Ajeng berpikir sejenak mencoba mencari cara agar ia bisa berdekatan dengan Agung tanpa harus diketahui oleh suaminya, Edi.

"Ah iya, kan ada Mbah Darto,” gumamnya kemudian senyum-senyum sendiri.

Keesokan hari Agung datang lagi ke warung Ajeng di jam yang sama dan memesan menu yang sama seperti kemarin. Benar juga perkiraan Ajeng, Agung memang memiliki ketertarikan pada dirinya. 

“Mbak Ajeng, seperti kemarin ya,” kata Agung membuka percakapan dan duduk berhadapan dengan Ajeng.

Pemuda berpenampilan mentereng itu pun menoleh ke sana kemari, seperti mencari seseorang, lalu kembali pada Ajeng.

“Mbak, anak-anak kok nggak keliatan?” tanya Agung beramah-tamah.

“Tuh ditempat budenya,” jawab Ajeng sambil menyiramkan bumbu gado-gado pada piring Agung.

Agung pun mengangguk dan menitipkan uang lima puluh ribu untuk jajan anak-anaknya. Awalnya Ajeng menolak dengan malu-malu, tapi tetap saja ia terima.

“Lumayanlah lima puluh bisa buat isi dompet. Anak-anak dibeliin es lilin aja juga diem,” pikir Ajeng. 

Agung pun mulai mendekati Ajeng dengan bercerita tentang dirinya termasuk kekayaan yang dimiliki. Padahal harta yang sebenarnya ia banggakan adalah milik orang tuanya. Agung memang anak dari seorang pedagang besar di pasar induk.

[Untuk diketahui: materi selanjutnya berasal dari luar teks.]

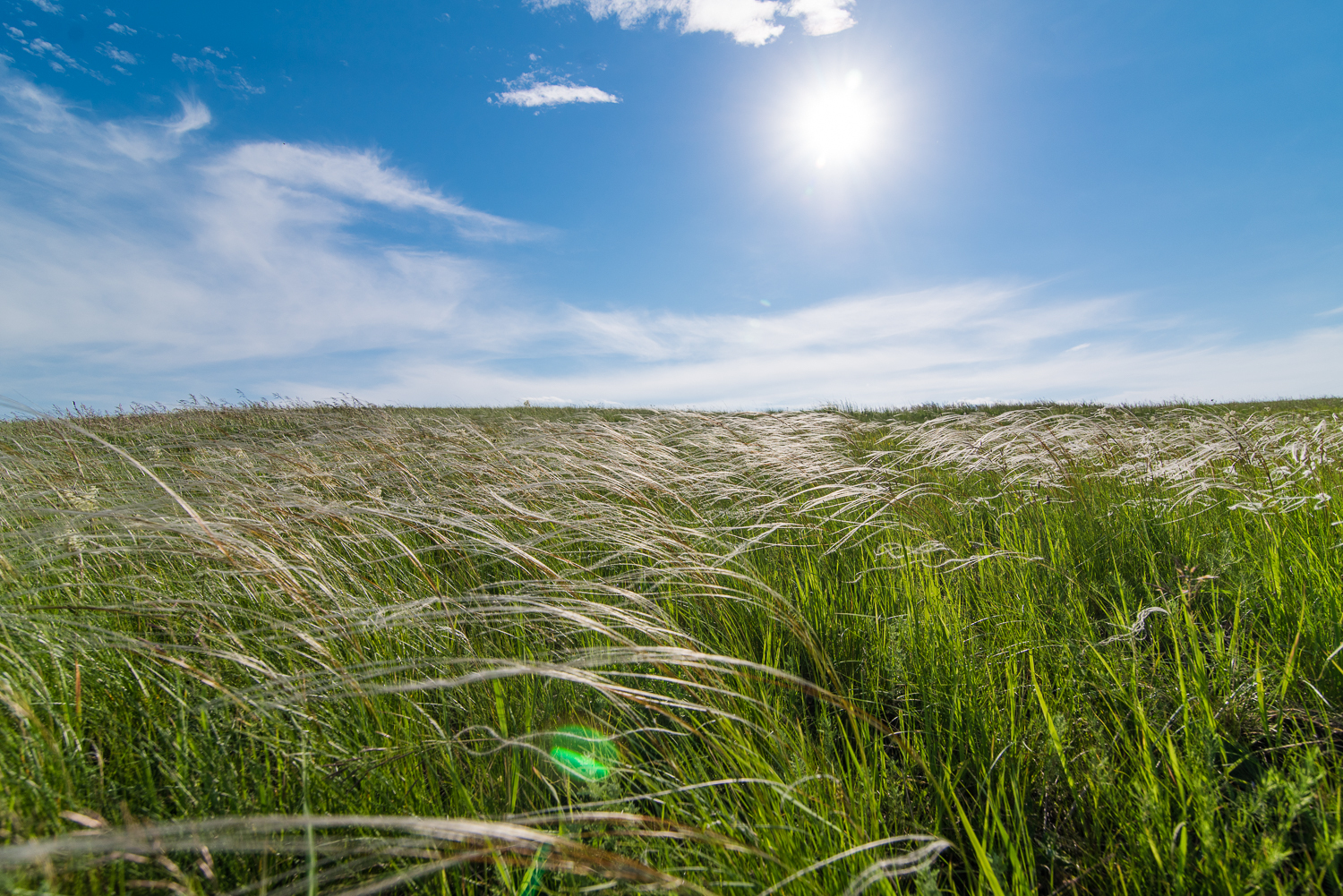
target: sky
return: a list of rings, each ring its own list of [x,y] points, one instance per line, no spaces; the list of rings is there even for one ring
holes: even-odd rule
[[[0,32],[30,406],[1343,392],[1336,3],[0,0]]]

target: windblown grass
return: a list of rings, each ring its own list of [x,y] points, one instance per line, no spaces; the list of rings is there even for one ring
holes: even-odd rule
[[[1340,458],[1327,403],[4,423],[0,885],[1336,893]]]

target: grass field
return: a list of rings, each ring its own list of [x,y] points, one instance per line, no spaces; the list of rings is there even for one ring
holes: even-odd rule
[[[0,423],[0,889],[1339,893],[1340,467],[1324,399]]]

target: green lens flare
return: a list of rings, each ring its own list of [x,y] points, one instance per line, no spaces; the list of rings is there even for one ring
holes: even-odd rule
[[[568,775],[594,782],[610,776],[620,751],[606,735],[583,725],[564,725],[555,732],[551,759]]]

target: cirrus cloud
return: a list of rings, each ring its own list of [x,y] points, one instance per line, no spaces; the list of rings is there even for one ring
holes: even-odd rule
[[[537,8],[555,8],[575,0],[530,0]],[[854,24],[849,9],[854,0],[582,0],[594,19],[615,16],[622,28],[633,28],[649,19],[661,23],[677,20],[681,34],[721,31],[733,40],[760,47],[780,34],[784,26],[776,17],[802,20],[808,35],[843,31]]]
[[[569,102],[620,102],[620,98],[596,87],[564,83],[541,83],[516,87],[492,97],[508,106],[560,106]]]

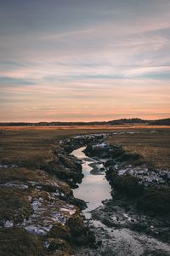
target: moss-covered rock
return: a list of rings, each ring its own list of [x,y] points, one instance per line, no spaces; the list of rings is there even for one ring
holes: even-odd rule
[[[45,256],[40,239],[24,229],[0,230],[1,256]]]
[[[69,256],[71,253],[71,248],[65,240],[48,238],[47,243],[48,251],[52,256]]]
[[[130,196],[139,196],[144,191],[144,186],[139,183],[136,177],[130,174],[118,175],[116,172],[108,174],[111,186],[116,189]]]
[[[48,236],[71,241],[71,230],[68,226],[64,225],[61,223],[57,223],[53,225]]]

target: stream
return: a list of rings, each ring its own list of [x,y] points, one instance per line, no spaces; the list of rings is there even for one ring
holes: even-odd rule
[[[102,163],[87,157],[83,153],[86,147],[74,150],[71,154],[82,160],[84,177],[79,187],[74,189],[74,196],[87,202],[88,207],[82,211],[86,218],[90,218],[89,212],[94,210],[106,199],[111,199],[111,188],[106,180],[105,169]]]
[[[121,201],[117,203],[112,200],[111,188],[105,178],[102,161],[88,157],[83,153],[85,148],[81,147],[71,154],[82,161],[84,175],[82,183],[73,193],[75,197],[87,202],[88,207],[82,213],[99,246],[97,248],[82,247],[75,253],[75,256],[170,255],[169,244],[129,228],[132,216],[125,211]],[[138,215],[133,216],[135,223],[138,218]]]

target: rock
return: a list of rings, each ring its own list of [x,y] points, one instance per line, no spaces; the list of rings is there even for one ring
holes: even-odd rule
[[[138,201],[138,207],[156,214],[168,213],[170,212],[170,189],[156,187],[146,189]]]
[[[54,253],[52,255],[70,255],[71,249],[68,242],[59,238],[48,238],[47,241],[48,251]]]
[[[62,224],[61,223],[57,223],[53,225],[49,233],[48,234],[48,237],[52,238],[60,238],[65,241],[71,241],[71,230],[68,226]]]

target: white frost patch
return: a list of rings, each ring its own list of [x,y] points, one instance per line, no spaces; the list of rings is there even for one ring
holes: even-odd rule
[[[28,185],[19,184],[19,183],[3,183],[3,184],[0,184],[0,187],[16,188],[16,189],[28,189]]]
[[[26,231],[31,234],[36,234],[39,236],[46,236],[47,233],[50,230],[52,225],[48,227],[42,227],[42,226],[34,226],[34,225],[30,225],[27,227],[25,227]]]

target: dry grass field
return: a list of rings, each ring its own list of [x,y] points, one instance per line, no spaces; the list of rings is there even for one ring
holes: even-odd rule
[[[50,158],[54,143],[59,139],[77,134],[103,131],[131,131],[136,134],[113,135],[107,138],[110,143],[119,143],[138,153],[156,167],[170,169],[169,126],[22,126],[0,127],[0,164],[38,166]],[[154,132],[158,131],[159,132]],[[150,132],[151,131],[151,132]]]

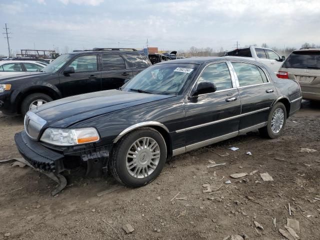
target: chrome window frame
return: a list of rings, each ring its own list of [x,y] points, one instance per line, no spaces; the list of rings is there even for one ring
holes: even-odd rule
[[[202,74],[202,73],[203,72],[204,70],[208,66],[212,65],[212,64],[226,64],[226,66],[227,66],[227,68],[228,68],[228,69],[229,70],[229,74],[230,74],[230,78],[231,78],[231,84],[232,85],[232,88],[230,88],[223,89],[222,90],[218,90],[218,91],[216,91],[214,92],[209,92],[208,94],[200,94],[198,95],[197,96],[204,96],[204,95],[207,95],[208,94],[214,94],[216,92],[226,92],[226,91],[228,91],[228,90],[230,90],[236,89],[236,79],[234,78],[234,75],[233,72],[232,72],[232,71],[230,68],[230,66],[228,64],[228,61],[226,61],[226,60],[222,60],[222,61],[219,61],[219,62],[209,62],[208,64],[206,64],[204,67],[203,69],[201,70],[201,72],[199,74],[199,75],[196,78],[196,81],[194,81],[194,82],[192,84],[192,87],[191,88],[190,90],[189,91],[189,93],[188,94],[188,96],[189,98],[192,98],[192,96],[191,96],[191,92],[192,92],[192,90],[194,88],[194,86],[196,86],[196,83],[198,82],[198,80],[199,80],[199,78],[200,78],[200,76],[201,76],[201,75]]]
[[[237,88],[238,89],[240,88],[250,88],[252,86],[258,86],[260,85],[264,85],[265,84],[270,84],[272,83],[271,81],[270,80],[270,78],[269,78],[269,76],[268,74],[266,74],[266,70],[264,69],[263,68],[260,67],[260,66],[259,66],[258,64],[254,64],[254,63],[252,63],[252,62],[247,62],[244,61],[239,61],[239,60],[232,60],[230,61],[228,61],[230,63],[231,66],[232,66],[232,71],[234,71],[234,77],[236,78],[236,84],[237,84]],[[239,79],[238,78],[238,76],[236,74],[236,70],[234,69],[234,66],[232,64],[232,62],[240,62],[240,63],[242,63],[242,64],[250,64],[251,65],[254,65],[256,66],[257,68],[259,68],[260,69],[261,69],[262,70],[262,71],[264,72],[264,75],[266,76],[266,80],[267,80],[267,82],[262,82],[261,84],[252,84],[251,85],[247,85],[246,86],[240,86],[240,84],[239,82]]]

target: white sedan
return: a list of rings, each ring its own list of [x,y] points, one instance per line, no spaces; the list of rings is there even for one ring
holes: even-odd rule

Sama halnya dengan Ajeng yang juga memamerkan harta yang sebenarnya tidak ada. Setelah itu mereka pun mulai bertukar nomor ponsel untuk bisa komunikasi lebih sering.

Setelah mendapatkan nomor ponsel Ajeng, Agung pun pergi dan lagi-lagi meninggalkan uang lebih untuk membayar makanan. 

“Nah gini laki-laki yang banyak duit,” batin Ajeng tanpa mengetahui ada maksud lain dari Agung.

Hanya butuh waktu sehari bagi Agung untuk bisa mengajak Ajeng pergi keluar. Lelaki muda itu menjanjikan Ajeng untuk makan sekaligus jalan-jalan ke Mall. Bahkan Ajeng tak canggung untuk memeluk pinggang Agung ketika berboncengan.

Tentu saja untuk bisa keluar dengan Agung, Ajeng mengarang cerita. Ia mengatakan pada suaminya kalau harus menjenguk kawannya di rumah sakit. Padahal ia memarkir motornya di parkiran depan rumah sakit lalu melanjutkan perjalanan.

“Mbak, panas nggak, mampir ke sana dulu yuk?” ajak Ajeng sambil menunjuk sebuah hotel yang tak jauh dari Mall.

Ajeng hanya mengangguk dan menuruti saran Agung. Dia sudah memperkirakan hal ini, tak masalah baginya jika harus melayani Agung tidur, selama ia juga mendapatkan keuntungan.

“Emang dasar cewek gampangan,baru juga dikasih uang  sedikit aja sudah nuruti kemauan laki-laki tanpa memikirkan statusnya,” pikir Agung yang sedang melakukan prosedur cek in.

Namun pasangan itu tidak sadar kalau saat memasuki hotel ada seorang petugas kebersihan yang melihat Ajeng masuk hotel dengan Agung. Petugas kebersihan itu ternyata tetangga Edi.

“Itu kan istrinya Mas Edi, kenapa bisa ada di sini sama orang lain? Aku harus beritahu Mas Edi.” pikir petugas kebersihan itu.